The fact is, among people within the healthcare field, it is our job to “care.” Caring, is, after all, our mission and mandate. Nurses, therapists, nursing assistants, hospice volunteers, personal care attendants and all others who serve have a responsibility to provide respectful, professional care to our patients and clients. To shirk this duty is not only acting out of integrity, it can also be an actionable offense. Truly, I believe those who are in helping professions really do enjoy and gain deep satisfaction from helping and providing care. We just aren’t always as good at providing it in equal measure to ourselves.
Have you ever seen an overweight nurse?
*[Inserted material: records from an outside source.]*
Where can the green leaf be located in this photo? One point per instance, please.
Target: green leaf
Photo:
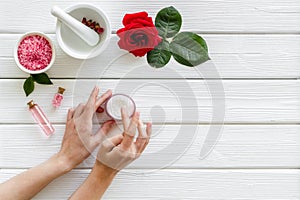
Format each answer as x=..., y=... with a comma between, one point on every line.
x=160, y=55
x=42, y=79
x=189, y=49
x=28, y=86
x=168, y=22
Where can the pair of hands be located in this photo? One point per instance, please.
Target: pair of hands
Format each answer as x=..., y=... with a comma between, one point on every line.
x=114, y=153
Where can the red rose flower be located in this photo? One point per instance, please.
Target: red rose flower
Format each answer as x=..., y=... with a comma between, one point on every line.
x=139, y=34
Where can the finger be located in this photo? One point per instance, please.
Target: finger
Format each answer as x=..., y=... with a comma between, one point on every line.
x=141, y=130
x=144, y=145
x=110, y=143
x=129, y=135
x=142, y=137
x=149, y=129
x=125, y=118
x=103, y=131
x=100, y=100
x=134, y=124
x=106, y=127
x=90, y=106
x=78, y=110
x=70, y=114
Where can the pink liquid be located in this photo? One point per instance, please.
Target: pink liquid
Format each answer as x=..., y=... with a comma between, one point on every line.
x=42, y=120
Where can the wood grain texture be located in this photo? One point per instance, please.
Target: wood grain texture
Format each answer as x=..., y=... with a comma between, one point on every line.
x=238, y=16
x=166, y=101
x=183, y=184
x=233, y=56
x=240, y=146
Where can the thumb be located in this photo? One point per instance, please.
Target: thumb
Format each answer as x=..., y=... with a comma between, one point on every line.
x=110, y=143
x=103, y=131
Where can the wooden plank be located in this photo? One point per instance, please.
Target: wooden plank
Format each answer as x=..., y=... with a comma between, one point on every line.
x=233, y=56
x=167, y=101
x=240, y=146
x=183, y=184
x=238, y=16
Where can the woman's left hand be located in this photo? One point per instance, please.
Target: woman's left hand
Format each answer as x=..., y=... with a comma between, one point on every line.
x=79, y=140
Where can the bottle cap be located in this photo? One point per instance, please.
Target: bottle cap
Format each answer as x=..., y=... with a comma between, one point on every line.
x=61, y=90
x=30, y=104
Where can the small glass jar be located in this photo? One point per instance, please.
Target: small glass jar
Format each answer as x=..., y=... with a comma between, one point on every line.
x=112, y=107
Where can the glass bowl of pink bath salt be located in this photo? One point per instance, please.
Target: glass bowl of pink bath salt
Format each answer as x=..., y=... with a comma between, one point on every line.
x=34, y=53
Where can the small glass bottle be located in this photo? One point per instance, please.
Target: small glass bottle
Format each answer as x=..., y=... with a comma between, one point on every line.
x=58, y=97
x=40, y=118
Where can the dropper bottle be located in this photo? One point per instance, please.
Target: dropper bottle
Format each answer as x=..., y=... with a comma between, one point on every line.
x=40, y=118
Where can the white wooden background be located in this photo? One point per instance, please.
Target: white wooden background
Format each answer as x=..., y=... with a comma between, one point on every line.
x=255, y=46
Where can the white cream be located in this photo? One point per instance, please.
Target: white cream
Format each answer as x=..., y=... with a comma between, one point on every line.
x=118, y=101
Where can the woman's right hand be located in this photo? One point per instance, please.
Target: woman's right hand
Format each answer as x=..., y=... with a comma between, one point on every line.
x=117, y=152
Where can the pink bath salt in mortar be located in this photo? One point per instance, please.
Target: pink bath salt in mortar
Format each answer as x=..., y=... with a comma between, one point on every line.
x=34, y=52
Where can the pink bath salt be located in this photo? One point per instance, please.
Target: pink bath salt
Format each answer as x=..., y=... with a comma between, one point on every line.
x=35, y=52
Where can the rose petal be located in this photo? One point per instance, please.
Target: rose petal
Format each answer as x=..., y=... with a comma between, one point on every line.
x=129, y=17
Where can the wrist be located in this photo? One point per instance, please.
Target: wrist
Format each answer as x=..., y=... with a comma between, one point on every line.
x=62, y=163
x=104, y=172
Met a therapist who smokes? Known a volunteer who looks tired or distracted? Might you be one of these people yourself? If so, I ask you to consider a thought that may make a huge difference in your wellbeing; and, perhaps, as a result, will present a stronger you to whoever you care for and about. It is this:
“Self-compassion is simply giving the same kindness to ourselves that we would give to others.”
– Christopher Germer*
Easier said than done. So, now, here’s where you need to make your list.
What are the 5, no, 10 things you do for others that you are reluctant to also do for yourself, if you even do them at all?
MAKE TOP TEN LIST HERE
1 – 10
Now, go back and number that list in order of the item where you give the most to others and the least to yourself – in descending order. Let’s call it the:
TOP 10 WAYS I IGNORE MY OWN NEEDS LIST
1 – 10
So as not to sabotage your resolution success, circle the first three items on the list.
THE FIRST THREE ITEMS ON MY TOP 10 LIST ARE:
Copy and print these first three items and paste them on:
- Your calendar
- Your car visor
- Your bathroom mirror
- Wherever you are likely to see the list every day
Now, promise that you will resolve in 2017 to do, or, at least attempt to do these three things better for and toward yourself. The world will manage. Trust me, it will.
Happy New Year!
* Christopher Germer, PhD is a clinical psychologist in private practice in Arlington, Massachusetts, specializing in mindfulness and compassion-based psychotherapy. He is a founding member of the Institute for Meditation and Psychotherapy, a clinical instructor in psychology at Harvard Medical School, author of The Mindful Path to Self-Compassion, and co-editor of Mindfulness and Psychotherapy and Wisdom and Compassion in Psychotherapy: Deepening Mindfulness in Clinical Practice. Dr. Germer lectures and conducts workshops internationally on the art and science of mindful self-compassion.
Mary L. Collins is the Marketing Director at Lamoille Home Health & Hospice. A 2014 Home Care Elite Top Agency, LHH&H is one of eleven VNAs of Vermont home health and hospice agencies serving Vermont. She also serves as Marketing Director at The Manor, a 4 star nursing home and short term rehabilitation facility in Morrisville, VT, and she chairs the Lamoille Region Chamber of Commerce Board of Directors.